Federal legislation introduced last week requiring online retailers to collect state sales tax is getting mixed reviews from within the industry.
The Marketplace Fairness Act, an amended version of legislation introduced three months ago, this time is taking on a bipartisan flavor, with some Republicans signing onto the bill sponsored by Sen. Dick Durbin, D-Ill.
The bill would allow states with a sales tax to collect the revenue from online retailers, even if the retailer does not have a physical presences in the state. A Supreme Court decision currently bans such collections.
The intent of Durbin’s legislation is to supercede two Supreme Court decisions requiring Internet retailers to collect sales taxes for the individual states only if that retailer has a physical presences in the form of a store, warehouse or shipping facility in that state.
Unlike previous legislation, this newest bill exempts small online vendors with less than $500,000 in gross sales annually from collecting the taxes.
GOP co-sponsors including Sens.
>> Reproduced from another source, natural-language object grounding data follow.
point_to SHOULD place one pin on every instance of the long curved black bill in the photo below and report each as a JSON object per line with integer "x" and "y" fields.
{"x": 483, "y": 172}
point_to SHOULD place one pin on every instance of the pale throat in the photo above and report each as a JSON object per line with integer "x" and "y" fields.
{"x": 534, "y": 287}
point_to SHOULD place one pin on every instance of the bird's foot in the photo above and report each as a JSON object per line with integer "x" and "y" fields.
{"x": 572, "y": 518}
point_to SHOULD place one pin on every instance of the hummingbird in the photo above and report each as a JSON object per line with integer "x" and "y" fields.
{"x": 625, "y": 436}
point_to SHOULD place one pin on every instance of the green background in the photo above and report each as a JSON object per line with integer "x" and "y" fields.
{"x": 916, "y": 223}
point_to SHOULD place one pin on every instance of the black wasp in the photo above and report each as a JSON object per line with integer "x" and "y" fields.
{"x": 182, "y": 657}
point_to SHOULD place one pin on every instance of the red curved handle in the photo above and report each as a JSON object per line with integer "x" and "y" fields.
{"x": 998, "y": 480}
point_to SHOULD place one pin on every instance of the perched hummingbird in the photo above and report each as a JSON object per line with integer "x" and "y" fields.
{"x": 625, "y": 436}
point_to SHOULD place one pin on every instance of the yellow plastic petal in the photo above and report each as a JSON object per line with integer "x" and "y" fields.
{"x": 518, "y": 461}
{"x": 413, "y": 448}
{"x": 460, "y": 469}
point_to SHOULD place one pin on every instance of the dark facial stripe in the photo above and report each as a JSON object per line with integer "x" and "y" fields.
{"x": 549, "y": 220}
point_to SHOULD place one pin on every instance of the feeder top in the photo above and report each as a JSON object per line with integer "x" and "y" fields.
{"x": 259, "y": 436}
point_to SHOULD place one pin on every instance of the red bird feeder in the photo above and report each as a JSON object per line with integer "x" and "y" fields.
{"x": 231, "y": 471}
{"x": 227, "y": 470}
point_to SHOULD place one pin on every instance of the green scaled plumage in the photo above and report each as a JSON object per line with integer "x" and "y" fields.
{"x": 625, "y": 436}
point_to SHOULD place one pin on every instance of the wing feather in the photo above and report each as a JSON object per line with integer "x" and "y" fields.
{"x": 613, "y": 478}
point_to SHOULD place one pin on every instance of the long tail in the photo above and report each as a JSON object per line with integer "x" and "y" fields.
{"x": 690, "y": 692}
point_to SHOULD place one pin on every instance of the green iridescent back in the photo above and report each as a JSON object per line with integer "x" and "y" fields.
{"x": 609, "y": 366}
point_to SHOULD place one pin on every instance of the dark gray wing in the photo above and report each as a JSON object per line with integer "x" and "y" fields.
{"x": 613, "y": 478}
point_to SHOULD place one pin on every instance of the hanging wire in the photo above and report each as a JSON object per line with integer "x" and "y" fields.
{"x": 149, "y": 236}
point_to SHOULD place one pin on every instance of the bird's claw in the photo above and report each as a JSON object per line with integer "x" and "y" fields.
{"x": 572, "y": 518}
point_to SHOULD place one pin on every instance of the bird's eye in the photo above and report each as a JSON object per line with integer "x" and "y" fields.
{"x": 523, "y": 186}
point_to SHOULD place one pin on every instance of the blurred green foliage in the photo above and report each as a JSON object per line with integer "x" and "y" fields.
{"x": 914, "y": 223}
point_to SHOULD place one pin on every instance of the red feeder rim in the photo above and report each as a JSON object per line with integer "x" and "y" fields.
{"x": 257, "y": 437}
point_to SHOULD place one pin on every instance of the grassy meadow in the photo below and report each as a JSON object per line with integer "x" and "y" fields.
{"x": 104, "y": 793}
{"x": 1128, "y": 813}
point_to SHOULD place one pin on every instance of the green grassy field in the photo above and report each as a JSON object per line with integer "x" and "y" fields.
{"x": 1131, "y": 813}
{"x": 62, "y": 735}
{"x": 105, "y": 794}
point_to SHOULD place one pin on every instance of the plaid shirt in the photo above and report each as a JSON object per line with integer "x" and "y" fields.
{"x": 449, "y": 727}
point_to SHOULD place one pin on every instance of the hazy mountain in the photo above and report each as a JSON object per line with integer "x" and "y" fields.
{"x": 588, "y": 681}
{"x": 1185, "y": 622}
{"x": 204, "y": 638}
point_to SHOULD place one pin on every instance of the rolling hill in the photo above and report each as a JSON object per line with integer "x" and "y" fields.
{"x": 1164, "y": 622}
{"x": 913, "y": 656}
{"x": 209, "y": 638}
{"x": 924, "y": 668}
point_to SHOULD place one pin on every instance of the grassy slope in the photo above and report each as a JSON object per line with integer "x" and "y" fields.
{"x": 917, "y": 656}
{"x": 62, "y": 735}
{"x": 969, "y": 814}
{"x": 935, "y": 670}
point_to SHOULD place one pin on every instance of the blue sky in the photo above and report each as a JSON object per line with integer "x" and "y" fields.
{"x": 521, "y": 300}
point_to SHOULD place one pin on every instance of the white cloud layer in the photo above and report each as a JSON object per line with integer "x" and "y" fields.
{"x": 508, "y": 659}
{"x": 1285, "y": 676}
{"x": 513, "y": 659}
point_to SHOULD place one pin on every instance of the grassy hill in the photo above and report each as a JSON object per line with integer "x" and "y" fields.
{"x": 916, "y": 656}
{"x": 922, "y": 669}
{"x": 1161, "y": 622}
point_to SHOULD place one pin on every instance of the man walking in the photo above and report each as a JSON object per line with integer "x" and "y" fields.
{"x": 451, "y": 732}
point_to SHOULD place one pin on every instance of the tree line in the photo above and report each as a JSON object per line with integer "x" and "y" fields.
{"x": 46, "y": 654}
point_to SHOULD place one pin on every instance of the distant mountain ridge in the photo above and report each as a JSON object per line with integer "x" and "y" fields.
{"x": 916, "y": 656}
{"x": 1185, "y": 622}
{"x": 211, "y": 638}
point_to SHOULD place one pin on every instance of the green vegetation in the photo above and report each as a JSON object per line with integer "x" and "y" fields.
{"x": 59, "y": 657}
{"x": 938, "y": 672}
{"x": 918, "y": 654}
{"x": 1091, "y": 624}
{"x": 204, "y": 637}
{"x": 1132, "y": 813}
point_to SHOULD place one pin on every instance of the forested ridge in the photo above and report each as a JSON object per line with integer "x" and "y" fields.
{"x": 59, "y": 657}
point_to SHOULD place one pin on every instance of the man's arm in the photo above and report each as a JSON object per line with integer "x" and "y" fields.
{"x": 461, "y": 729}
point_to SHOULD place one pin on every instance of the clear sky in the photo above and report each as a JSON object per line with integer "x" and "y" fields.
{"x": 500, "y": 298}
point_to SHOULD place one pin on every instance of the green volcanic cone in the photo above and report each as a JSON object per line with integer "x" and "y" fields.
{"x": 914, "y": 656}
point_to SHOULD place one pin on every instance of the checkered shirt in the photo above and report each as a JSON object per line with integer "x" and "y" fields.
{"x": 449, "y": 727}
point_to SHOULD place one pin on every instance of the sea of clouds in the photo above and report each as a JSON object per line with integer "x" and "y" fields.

Lamar Alexander of Tennessee and Mike Enzi of Wyoming.
Amazon.com, the Internet sales giant which collects sales tax in only five of the 45 states that levy sales tax, said it supports the legislation.
In a statement Paul Misener, Amazon vice president for global public policy, called the new legislation a win-win resolution.
“Amazon strongly supports enactment of the Enzi-Durbin-Alexander bill and will work with Congress, retailers and the states to get this bipartisan legislation passed,” Misener said.
Officials of the Internet auction site eBay are opposed to the Durbin bill and describes the small business threshold as too low.
“This is another Internet sales tax bill that fails to protect small business retailers using the Internet and will unbalance the playing field between the giant retailers and small business competitors,” Tod Cohen, eBay vice president for government relations and deputy general counsel at eBay said in a statement.